Useful Variations Around 9:40

Once you know the base phrase, you can add context around it with no fuss. That helps you sound like you’re using the time in real speech, not just reciting it from a workbook.

Spanish Phrase Meaning When You’d Use It
Son las diez menos veinte de la mañana It’s 9:40 in the morning Morning plans, school, work
Son las diez menos veinte de la noche It’s 9:40 at night Evening plans, arrivals, calls
Llego a las diez menos veinte I arrive at 9:40 Travel, meetings, scheduling
La clase empieza a las diez menos veinte The class starts at 9:40 School or course schedules

You can also add the day part when needed. Spanish uses phrases like de la mañana, de la tarde, and de la noche. If you’re writing in a twelve-hour format and need to sort out noon or midnight, the RAE’s note on a. m. and p. m. clears up standard usage.

How To Practice It Until It Feels Automatic

Start with a simple drill. Look at a clock and say two versions out loud: first the numeric form, then the natural spoken form. So for 9:40, say son las nueve y cuarenta, then son las diez menos veinte. That side-by-side practice helps your brain map one form onto the other.

Next, group nearby times together. Practice 9:35, 9:40, 9:45, 9:50, and 9:55 in one short burst. This trains the whole pattern instead of a single phrase. It also makes 9:40 feel less isolated.

Then put the phrase into full sentences. Say things like El tren sale a las diez menos veinte or Son las diez menos veinte y todavía no llega. That step matters because time expressions live inside real speech. They’re not museum pieces.

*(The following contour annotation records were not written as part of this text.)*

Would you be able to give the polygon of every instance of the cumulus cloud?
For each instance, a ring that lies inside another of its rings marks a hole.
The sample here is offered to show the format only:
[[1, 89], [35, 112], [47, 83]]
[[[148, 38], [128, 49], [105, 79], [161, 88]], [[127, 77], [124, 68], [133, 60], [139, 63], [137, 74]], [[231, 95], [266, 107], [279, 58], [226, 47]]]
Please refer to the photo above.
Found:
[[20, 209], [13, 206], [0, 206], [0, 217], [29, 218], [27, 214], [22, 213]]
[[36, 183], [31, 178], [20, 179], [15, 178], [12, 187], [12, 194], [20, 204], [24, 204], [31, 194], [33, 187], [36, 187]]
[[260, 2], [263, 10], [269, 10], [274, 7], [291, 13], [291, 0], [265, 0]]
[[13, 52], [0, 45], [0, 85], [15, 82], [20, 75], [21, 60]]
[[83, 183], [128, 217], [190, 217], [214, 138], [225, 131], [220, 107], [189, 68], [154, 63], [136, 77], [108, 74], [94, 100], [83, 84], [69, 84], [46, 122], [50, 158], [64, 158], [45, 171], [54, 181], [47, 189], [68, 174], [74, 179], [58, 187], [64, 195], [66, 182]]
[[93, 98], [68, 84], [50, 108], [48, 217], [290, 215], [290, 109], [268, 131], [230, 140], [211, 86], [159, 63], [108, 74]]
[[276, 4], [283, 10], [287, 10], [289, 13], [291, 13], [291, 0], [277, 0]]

If you want classroom-style reinforcement, the Instituto Cervantes material on asking and telling the time shows how this topic fits into early Spanish learning.

Which Version Should You Memorize First?

If you only want one phrase to carry away from this article, make it son las diez menos veinte. That’s the one that gives you the broadest payoff because it teaches a pattern, not just a single time. Once you own that structure, times like 8:50, 6:45, and 11:55 become much easier.

Still, don’t throw out son las nueve y cuarenta. It’s correct, useful, and easy to understand. In fact, strong learners know both and switch with ease. That flexibility is what real fluency starts to feel like.

So, if someone asks you what 9:40 is in Spanish, you’ve got the clean answer ready: son las diez menos veinte. And if the numbers pop into your head first, son las nueve y cuarenta still does the job just fine.